By Dana Sung and Alex LaSalvia
A group of 133 Boston University students released a statement on social media Tuesday under the name “Black BU” expressing their opposition to conservative pundit Ben Shapiro’s Nov. 13 talk, which is titled “America Was Not Built On Slavery, It Was Built On Freedom.”
“We do not speak for the 900 Black faces on this campus, but we do speak for the 133 students who mobilized on November 11, 2019,” the group wrote.
The students met Monday to organize and draft their statement and again Tuesday night to discuss the protest.
The group plans on having a “Black BU Mobilization” Wednesday in the Howard Thurman Center and marching at 4:30 p.m. from Marsh Plaza to Shapiro’s talk at the Track and Tennis Center in West Campus.
“Abandoned, triggered, frustrated, disheartened, devalued, infuriated, overwhelmed, ignored, and embarrassed of BU,” the group wrote. “This is how we feel. This is how BU has made us feel. This is how our peers, the Young Americans for Freedom and those who condone their actions have made us feel.”
Black BU also talked about black history and black history in BU, specifically, and how important that aspect is in the context of the Ben Shapiro event.
“This school constantly boasts about their most famous alumni, Dr. Martin Luther King, Jr.,” the group wrote, “but by endorsing a conversation titled, ‘America Was Not Built on Slavery, It Was Built on Freedom’ this institution is ostracizing the very community that Dr.
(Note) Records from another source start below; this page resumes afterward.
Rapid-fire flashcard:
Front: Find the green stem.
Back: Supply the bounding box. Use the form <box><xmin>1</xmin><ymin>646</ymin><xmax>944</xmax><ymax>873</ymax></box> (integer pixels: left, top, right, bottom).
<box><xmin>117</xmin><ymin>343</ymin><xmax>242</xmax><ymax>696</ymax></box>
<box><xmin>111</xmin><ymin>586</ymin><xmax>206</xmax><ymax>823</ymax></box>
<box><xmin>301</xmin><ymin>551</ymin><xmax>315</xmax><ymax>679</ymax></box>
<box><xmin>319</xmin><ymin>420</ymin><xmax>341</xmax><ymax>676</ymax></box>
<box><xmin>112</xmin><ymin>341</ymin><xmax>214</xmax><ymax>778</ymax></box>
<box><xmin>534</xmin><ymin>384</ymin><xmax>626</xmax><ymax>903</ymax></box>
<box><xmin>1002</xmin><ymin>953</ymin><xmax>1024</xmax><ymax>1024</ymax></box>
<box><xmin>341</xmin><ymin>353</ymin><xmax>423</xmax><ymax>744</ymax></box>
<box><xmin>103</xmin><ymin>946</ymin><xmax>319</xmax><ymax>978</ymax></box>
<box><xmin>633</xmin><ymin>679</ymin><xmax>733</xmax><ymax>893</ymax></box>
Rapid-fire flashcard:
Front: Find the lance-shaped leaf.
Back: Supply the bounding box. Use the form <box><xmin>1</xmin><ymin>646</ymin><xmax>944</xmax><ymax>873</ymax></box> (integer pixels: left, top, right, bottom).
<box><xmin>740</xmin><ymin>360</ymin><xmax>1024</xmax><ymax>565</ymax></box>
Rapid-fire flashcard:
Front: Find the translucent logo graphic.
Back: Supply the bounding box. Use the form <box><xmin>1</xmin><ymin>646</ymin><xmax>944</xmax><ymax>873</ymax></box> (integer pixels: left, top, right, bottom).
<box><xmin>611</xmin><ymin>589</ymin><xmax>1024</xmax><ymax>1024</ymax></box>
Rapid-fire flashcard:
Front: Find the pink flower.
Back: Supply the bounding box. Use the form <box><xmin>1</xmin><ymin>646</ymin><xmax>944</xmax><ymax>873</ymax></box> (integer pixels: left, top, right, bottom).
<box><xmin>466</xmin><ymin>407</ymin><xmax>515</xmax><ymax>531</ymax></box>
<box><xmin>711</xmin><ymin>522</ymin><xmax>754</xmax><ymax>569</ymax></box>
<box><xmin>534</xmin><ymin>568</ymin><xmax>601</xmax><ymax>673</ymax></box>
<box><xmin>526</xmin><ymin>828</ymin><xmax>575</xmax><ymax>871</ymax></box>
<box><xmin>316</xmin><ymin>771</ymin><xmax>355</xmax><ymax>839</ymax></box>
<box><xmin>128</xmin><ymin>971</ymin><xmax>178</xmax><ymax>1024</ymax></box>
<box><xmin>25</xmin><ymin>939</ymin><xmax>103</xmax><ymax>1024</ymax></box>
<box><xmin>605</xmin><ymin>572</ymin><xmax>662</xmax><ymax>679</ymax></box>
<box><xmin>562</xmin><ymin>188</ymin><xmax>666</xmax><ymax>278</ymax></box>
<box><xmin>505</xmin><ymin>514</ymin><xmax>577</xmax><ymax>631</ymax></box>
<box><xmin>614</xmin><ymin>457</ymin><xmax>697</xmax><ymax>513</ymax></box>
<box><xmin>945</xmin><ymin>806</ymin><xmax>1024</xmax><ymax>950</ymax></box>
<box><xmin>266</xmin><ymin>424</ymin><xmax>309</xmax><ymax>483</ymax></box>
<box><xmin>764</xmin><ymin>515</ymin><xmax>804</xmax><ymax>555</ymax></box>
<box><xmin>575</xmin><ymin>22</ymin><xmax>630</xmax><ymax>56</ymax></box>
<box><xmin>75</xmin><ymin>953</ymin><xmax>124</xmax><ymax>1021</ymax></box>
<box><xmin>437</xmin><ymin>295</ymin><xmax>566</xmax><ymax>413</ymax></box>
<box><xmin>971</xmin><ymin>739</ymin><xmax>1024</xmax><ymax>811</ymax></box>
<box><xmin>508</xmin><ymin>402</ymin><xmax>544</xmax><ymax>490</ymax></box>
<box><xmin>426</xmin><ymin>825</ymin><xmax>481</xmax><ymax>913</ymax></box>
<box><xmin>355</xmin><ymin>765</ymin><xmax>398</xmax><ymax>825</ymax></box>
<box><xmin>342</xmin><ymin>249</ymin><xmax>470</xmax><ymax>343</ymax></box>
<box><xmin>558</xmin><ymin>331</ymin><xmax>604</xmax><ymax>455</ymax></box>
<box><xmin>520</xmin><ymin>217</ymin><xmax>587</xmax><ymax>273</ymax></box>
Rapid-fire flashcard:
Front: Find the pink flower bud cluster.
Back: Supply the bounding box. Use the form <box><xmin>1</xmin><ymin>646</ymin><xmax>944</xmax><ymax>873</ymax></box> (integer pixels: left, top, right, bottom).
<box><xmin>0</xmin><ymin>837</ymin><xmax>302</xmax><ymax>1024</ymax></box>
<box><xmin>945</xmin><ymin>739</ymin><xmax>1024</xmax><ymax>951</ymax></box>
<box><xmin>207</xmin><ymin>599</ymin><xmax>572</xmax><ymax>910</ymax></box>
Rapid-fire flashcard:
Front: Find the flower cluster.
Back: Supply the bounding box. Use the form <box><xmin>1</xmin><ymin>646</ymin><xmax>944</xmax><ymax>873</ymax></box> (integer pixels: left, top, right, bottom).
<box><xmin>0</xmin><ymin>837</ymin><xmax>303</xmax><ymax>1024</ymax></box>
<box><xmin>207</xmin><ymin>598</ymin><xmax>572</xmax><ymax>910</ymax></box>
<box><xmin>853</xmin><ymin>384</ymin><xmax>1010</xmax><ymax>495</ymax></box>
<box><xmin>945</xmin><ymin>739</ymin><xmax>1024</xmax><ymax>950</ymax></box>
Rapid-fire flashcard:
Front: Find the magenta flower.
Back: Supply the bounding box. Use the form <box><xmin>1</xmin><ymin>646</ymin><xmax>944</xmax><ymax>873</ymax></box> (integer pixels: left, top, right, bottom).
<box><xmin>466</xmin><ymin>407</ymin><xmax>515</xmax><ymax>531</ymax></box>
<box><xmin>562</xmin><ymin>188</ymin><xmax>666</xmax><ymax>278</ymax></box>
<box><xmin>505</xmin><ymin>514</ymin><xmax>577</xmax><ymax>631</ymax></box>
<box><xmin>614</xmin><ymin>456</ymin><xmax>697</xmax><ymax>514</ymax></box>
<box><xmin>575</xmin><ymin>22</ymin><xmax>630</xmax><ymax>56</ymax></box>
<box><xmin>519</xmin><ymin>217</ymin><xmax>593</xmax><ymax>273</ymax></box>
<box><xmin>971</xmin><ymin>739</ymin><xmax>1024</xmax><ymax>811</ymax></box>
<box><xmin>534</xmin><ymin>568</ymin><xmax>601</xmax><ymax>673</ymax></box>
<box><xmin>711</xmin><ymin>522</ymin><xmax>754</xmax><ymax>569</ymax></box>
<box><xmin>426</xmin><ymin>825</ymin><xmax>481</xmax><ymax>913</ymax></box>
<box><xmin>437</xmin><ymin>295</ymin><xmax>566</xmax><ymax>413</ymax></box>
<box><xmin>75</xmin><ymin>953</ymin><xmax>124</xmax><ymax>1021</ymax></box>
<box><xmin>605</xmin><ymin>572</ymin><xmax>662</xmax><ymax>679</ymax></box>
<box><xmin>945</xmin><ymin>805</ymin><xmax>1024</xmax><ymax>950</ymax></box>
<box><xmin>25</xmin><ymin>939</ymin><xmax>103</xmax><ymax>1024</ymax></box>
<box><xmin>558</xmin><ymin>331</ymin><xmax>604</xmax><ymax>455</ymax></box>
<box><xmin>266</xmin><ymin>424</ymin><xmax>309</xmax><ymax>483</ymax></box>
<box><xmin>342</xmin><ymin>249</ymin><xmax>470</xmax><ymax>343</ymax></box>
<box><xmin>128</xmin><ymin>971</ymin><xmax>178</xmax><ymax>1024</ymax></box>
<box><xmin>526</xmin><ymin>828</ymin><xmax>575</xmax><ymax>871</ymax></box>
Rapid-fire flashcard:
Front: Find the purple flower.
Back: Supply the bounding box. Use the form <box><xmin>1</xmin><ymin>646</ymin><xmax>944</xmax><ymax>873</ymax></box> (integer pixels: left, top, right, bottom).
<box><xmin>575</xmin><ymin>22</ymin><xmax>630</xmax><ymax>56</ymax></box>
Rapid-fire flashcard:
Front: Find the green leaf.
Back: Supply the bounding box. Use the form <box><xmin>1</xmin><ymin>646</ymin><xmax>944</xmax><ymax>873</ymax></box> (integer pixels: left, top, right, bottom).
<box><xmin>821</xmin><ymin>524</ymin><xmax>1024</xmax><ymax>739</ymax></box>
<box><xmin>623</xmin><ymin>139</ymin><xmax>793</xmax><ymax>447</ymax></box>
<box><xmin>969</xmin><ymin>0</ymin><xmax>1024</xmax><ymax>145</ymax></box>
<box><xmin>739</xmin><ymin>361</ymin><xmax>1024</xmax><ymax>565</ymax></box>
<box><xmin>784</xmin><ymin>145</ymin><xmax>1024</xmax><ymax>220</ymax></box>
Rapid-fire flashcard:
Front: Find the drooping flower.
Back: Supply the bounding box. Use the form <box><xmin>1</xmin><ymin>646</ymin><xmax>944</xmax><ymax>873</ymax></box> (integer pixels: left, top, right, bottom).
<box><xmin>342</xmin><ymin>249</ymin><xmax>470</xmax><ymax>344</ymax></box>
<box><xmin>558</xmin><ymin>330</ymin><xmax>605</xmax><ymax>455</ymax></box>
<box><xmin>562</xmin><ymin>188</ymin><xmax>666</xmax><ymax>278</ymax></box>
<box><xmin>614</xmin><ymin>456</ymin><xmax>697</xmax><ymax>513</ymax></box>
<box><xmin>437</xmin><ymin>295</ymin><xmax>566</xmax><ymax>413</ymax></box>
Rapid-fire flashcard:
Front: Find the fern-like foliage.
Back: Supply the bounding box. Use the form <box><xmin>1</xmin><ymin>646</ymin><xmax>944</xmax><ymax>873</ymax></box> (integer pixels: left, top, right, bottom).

Martin Luther King Jr. fought for.”
Shapiro responded to Black BU’s statement to The Daily Wire, saying he has never downplayed the significance of slavery.
“It’s supremely typical of campus radicals to dismiss the content of a speech they haven’t heard, and to pre-emptively mischaracterize its content,” Shapiro said. “The darknesses of our past are an essential part of our story, but they are not what makes America unique and special.”